Mais de 50 agentes federais foram mobilizados para cumprir nove mandados de busca e apreensão expedidos pela Justiça Federal em São Paulo. Além das buscas, a operação autorizou medidas como quebra de sigilos bancário e fiscal dos investigados, além do bloqueio e sequestro de bens e valores que podem chegar a R$ 670 milhões.
Segundo informações divulgadas pela Polícia Federal, as investigações tiveram como base relatórios técnicos produzidos pelo Banco Central. Os documentos apontariam indícios de manipulação de demonstrativos contábeis e registros regulatórios com o objetivo de ocultar a situação financeira real da instituição.

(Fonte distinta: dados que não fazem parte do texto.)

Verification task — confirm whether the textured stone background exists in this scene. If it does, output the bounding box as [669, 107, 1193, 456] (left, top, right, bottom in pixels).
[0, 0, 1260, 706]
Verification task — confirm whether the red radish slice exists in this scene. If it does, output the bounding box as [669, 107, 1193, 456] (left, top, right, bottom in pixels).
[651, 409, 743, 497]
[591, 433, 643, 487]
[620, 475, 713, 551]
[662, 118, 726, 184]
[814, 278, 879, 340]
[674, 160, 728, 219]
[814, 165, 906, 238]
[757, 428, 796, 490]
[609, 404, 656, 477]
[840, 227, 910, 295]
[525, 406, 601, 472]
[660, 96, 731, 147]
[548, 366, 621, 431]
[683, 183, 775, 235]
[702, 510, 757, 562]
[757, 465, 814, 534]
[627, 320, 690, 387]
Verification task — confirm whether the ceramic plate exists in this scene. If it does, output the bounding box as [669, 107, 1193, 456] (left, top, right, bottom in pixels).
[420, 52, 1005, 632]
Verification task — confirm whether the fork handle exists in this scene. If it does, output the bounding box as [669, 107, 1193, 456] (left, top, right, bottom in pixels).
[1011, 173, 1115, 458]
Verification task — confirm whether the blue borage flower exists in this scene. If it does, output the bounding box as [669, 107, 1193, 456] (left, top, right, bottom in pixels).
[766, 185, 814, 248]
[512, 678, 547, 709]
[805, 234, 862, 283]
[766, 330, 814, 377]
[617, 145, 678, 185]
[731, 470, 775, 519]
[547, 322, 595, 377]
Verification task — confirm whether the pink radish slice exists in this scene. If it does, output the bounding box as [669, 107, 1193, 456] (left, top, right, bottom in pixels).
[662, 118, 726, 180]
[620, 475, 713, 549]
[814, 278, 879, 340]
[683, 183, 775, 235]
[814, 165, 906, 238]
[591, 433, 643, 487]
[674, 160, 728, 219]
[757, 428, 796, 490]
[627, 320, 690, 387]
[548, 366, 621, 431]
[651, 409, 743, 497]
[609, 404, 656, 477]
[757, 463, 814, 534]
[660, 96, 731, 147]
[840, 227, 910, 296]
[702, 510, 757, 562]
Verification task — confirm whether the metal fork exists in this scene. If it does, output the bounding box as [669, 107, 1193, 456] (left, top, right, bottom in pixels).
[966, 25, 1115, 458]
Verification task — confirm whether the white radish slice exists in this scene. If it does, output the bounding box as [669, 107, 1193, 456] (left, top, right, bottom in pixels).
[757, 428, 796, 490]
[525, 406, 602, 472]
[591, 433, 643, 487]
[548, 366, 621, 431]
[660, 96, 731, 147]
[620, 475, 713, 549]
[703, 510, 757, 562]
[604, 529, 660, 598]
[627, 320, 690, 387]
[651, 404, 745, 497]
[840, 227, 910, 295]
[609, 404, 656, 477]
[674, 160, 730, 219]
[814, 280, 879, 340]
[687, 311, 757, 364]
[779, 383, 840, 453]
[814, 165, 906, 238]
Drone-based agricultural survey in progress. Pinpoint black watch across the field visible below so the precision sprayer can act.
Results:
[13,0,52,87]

De acordo com os investigadores, as supostas irregularidades teriam sido utilizadas para transmitir aparência de solvência ao mercado e aos órgãos de fiscalização, além de possibilitar operações consideradas incompatíveis com a legislação que rege o sistema financeiro.
Entre os crimes investigados estão gestão fraudulenta, inserção de informações falsas em registros contábeis e realização de operações de crédito vedadas pela Lei nº 7.492/1986, que trata dos crimes contra o Sistema Financeiro Nacional.
Até o momento, não houve divulgação de prisões relacionadas à operação. Os investigados terão direito ao contraditório e à ampla defesa durante o andamento do processo.
A Operação Miragem segue em andamento e novas informações poderão ser divulgadas pelas autoridades conforme o avanço das apurações.